-Hoy hice a ese hombre llorar- me dijiste apagándote.
Horas antes, ese hombre había entrado en nuestra casa para conocerte, para saber qué es lo que te hacía tan especial, por qué yo me desvivía por hacer tu entorno más armónico, más nuestro. Francisco, se llamaba. Y tenía ya el brillo en los ojos cuando entró por la puerta y te vio sentado en la butaca, con tus gafas de leer, ojeando las páginas que me habían vuelto loca estos últimos meses. Te perdoné y me di la vuelta, fingiendo estar enfadada. Pero él se quedó inmóvil en el umbral de la portezuela, como si le diese miedo a entrar en un santuario o algo parecido, qué tontería más grande, ¿verdad?
Muchas veces te miraba yo desde la cocina hacer tus cosas, sabiendo yo que ya estabas tú pensando en mí e inventándome en papel, como si hubiera vivido en otro tiempo y me hubieran alcanzado diferentes circunstancias.

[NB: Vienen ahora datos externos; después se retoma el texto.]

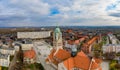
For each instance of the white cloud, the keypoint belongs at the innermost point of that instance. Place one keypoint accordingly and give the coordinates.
(72, 12)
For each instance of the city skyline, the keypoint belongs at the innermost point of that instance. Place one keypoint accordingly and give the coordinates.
(17, 13)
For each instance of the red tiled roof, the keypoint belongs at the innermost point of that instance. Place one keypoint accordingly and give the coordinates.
(62, 54)
(30, 54)
(80, 61)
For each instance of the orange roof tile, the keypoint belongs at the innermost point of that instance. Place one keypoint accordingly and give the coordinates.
(62, 54)
(80, 61)
(77, 42)
(69, 63)
(30, 54)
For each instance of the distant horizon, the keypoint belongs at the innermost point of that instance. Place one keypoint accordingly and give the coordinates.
(34, 13)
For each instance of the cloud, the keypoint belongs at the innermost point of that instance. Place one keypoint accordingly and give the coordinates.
(64, 12)
(115, 14)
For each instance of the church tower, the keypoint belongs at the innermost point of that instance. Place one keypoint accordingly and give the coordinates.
(57, 39)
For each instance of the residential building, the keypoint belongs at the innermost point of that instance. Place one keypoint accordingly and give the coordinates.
(42, 49)
(57, 38)
(7, 50)
(87, 47)
(111, 48)
(34, 35)
(27, 46)
(79, 62)
(4, 60)
(29, 56)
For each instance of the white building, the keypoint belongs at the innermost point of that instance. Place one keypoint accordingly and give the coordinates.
(26, 46)
(111, 48)
(42, 49)
(57, 38)
(34, 35)
(5, 50)
(4, 60)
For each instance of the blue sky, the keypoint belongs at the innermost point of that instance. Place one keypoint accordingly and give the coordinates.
(63, 12)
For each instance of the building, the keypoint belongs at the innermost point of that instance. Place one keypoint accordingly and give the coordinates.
(4, 60)
(113, 39)
(29, 56)
(87, 47)
(62, 60)
(57, 38)
(34, 35)
(42, 49)
(79, 62)
(27, 46)
(111, 48)
(57, 56)
(7, 50)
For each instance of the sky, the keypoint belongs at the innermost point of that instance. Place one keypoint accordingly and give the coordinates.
(18, 13)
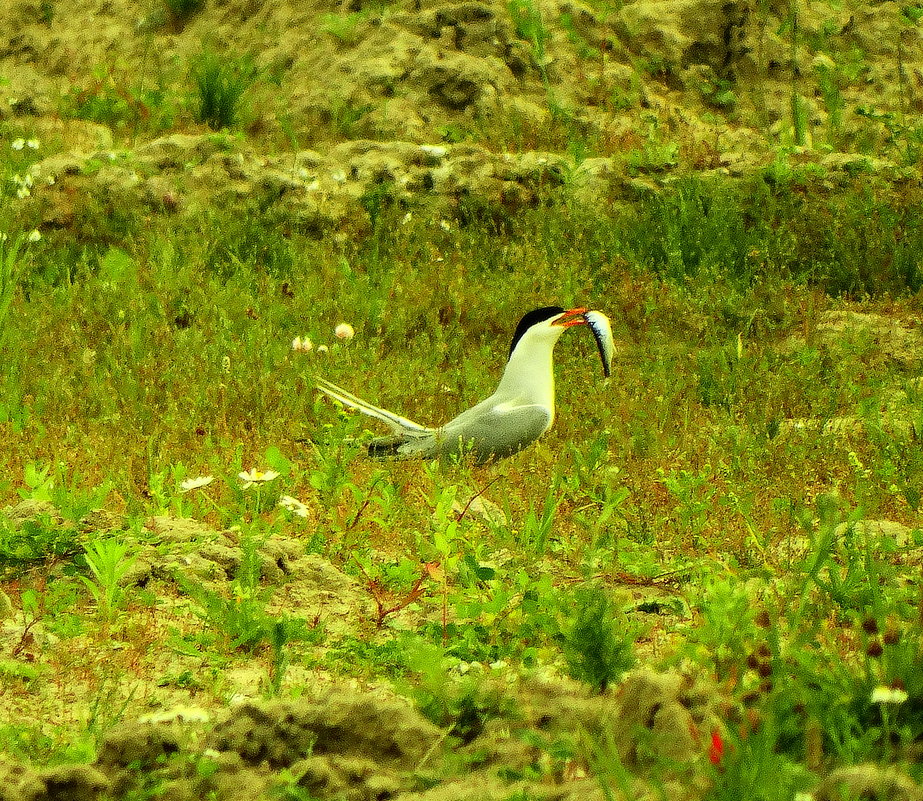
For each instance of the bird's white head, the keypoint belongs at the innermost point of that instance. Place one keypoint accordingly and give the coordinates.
(545, 325)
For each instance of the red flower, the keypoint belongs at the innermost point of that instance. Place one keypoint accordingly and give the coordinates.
(716, 750)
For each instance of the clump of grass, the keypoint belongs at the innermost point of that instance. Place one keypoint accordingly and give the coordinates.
(598, 648)
(181, 10)
(221, 82)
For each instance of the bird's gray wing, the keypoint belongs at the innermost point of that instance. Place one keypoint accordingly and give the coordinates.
(399, 425)
(494, 430)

Francisco, a sabiendas ya de que tenías tus rutinas, se quitó el sombrero y esperó a que le mirases para sentarse. Recuerdo muy bien que, como yo, te diste cuenta de su nerviosismo y te echaste a reír. Ese hombre no supo como reaccionar y le di una palmadita en la espalda, indicándole que se sentase en la cama, no en la silla.
-Eres Gabriel García Márquez- dijo sin pestañear y con media sonrisa trémula.
Se te fue un poco la cabeza y al cabo de unos segundos le respondiste:
-Pareces asustado, muchacho, dime qué quieres saber.
Y la entrevista, la conversación, siguió un par de horas más. Supuse que ese hombre había descubierto que el estudio de toda su vida hacia un solo hombre había merecido la pena, ya que la imaginación y lo que él creía intrínseco en tu personalidad rutinaria y añeja le transformó el gesto y confirmaba todas sus teorías en papel. Le pediste un artículo suyo sobre tí. Sé lo mucho que te divertía pedir críticas en vez de alabanzas, para simplemente ruborizar al visitante. Francisco se fue finalmente. Pero una parte de él quedó para siempre en aquella habitación, en su mirada, en sus lágrimas en la alfombrilla del recibidor.